Health weight loss plans can be found everywhere online. But do make sure it is a healthy weight loss plan. You are motivated to lose weight and that is great, but people who do radical diets generally can't maintain them. If you do, in fact, develop diabetes, you need to learn healthy eating you can live with ongoing. Waverider, who is on this board, can probably recommend a good site for diabetic nutrition.
Most important, please do find out what is going on. I know it is hard without insurance but diabetes, unfortunately, is a very common disease and their are good doctors even in free clinics. If you have diabetes and are qualified, you might want to apply for Medicaid and/or work on getting insurance, so you can get the care you need. Good luck and let us know how you do.
Zoe gave you some great advice. The unfortunate part about type 2 diabetes is that it has much greater chance of being passed from mother/father to their children than those who do not. Keep in mind there is no cure for diabetes at this time, only control. Letting it go uncontrolled will lead to cardio, kidney, and in the worse cases loss of limbs (amputation).
To add to Zoe's post...
1. Cut out sugar and processed foods. It’s the most important and hardest thing to do. Eat more fruits and veggies instead. Skip desert, period. Don’t be tempted to munch on bad foods between meals.

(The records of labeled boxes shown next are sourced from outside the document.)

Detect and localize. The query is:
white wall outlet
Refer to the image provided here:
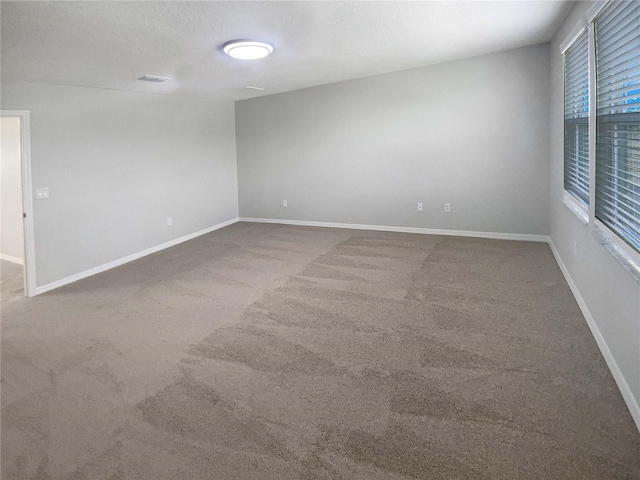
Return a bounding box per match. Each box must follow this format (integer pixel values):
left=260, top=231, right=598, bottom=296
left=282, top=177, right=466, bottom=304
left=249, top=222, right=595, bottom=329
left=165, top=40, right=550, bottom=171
left=36, top=188, right=49, bottom=200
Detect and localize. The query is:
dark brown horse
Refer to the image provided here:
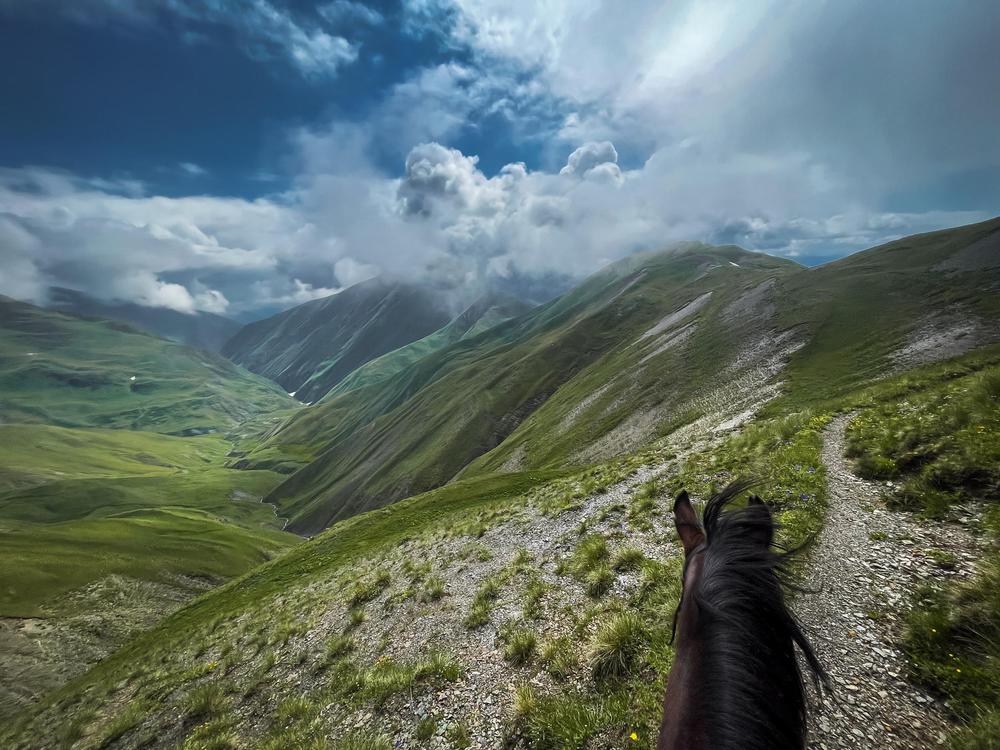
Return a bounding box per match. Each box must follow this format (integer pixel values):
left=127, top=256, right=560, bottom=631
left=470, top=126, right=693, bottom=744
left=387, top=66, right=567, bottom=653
left=657, top=483, right=826, bottom=750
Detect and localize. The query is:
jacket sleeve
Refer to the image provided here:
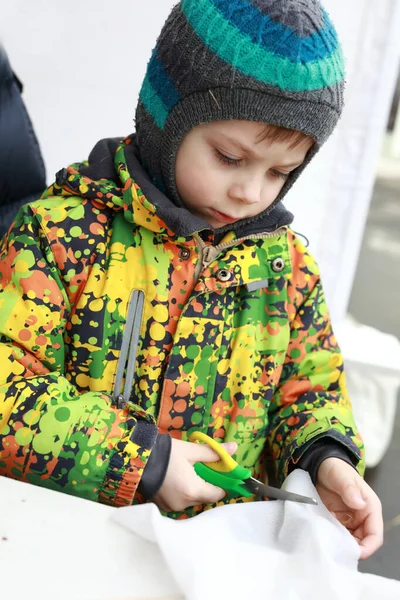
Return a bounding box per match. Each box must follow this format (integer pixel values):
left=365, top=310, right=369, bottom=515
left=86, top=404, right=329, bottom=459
left=267, top=232, right=365, bottom=483
left=0, top=206, right=157, bottom=506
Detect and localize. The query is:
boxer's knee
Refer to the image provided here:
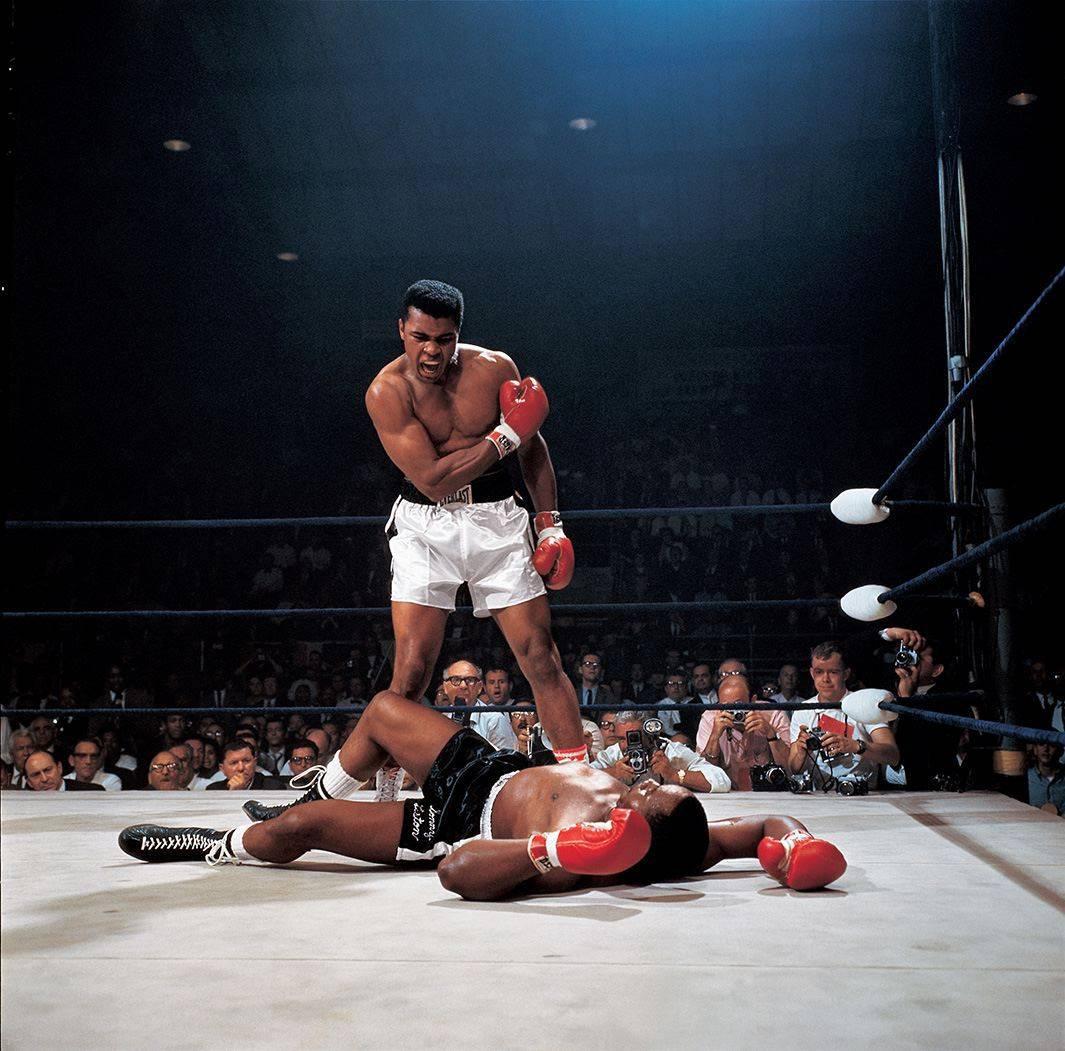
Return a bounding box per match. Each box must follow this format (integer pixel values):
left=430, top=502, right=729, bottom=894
left=389, top=648, right=432, bottom=701
left=256, top=803, right=321, bottom=863
left=515, top=631, right=562, bottom=688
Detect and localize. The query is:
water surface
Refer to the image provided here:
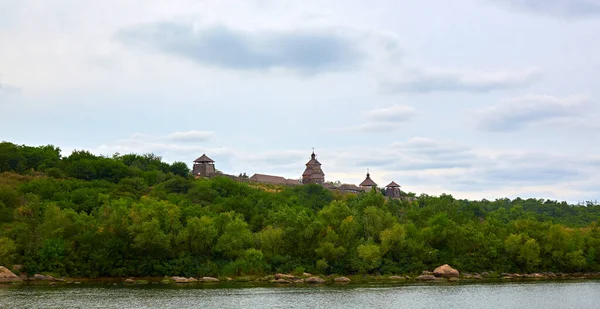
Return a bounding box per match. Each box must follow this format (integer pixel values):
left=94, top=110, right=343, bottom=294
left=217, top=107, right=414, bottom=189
left=0, top=281, right=600, bottom=309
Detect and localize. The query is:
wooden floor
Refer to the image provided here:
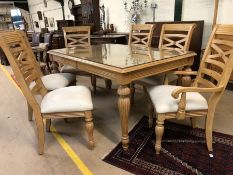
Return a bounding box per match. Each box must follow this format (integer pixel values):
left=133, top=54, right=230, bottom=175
left=0, top=65, right=233, bottom=175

2. Eat a better breakfast. Your metabolism is faster in the morning than it is later in the day. Skip the man made dry cereals for they are loaded with sugar. Instead of doughnuts, eat foods high in fiber, protein and good fats, like a veggie omelet, or oatmeal with ¼ tsp cinnamon and handful of blueberries for the antioxidant compounds.
3. Learn to love your veggies. Although it’s contrary to many American meals, eat a main course of veggies with a small side of meat to provide the right nutritional balance.
4. Monitor the types of foods you eat. Keep a log. Avoid those that raise your glucose.
For example; ALL root vegetables (carrots, beets, radishes, etc) contain sugar and my body cannot tolerate them. I learned this through trial and error.
1. Go for a walk after eating to help burn off excess glucose.
2. Do some sort of moderate exercise daily or at least 3-5 times a week.
1. You’d be surprised how much lower your glucose will be if you shed those EXTRA pounds.
Some good sights on nutrition and recipes are:
The main reason that diabetes sufferers develop skin conditions is that they have reduced nerve sensitivity and poor circulation. Most often its in the feet since the body will provide blood to your internal organs first before it does to your limbs. There are many other reasons for dark patchy skin, one is attributed to overweight. But only a Dermatologist may have the answer.
You're too young to qualify for Medicare. Also, if you live under your mother's roof you're disqualified, that is, unless a doctor has declared you disabled. Search with Google for free medical clinics in your area. Post back in this thread if you further questions.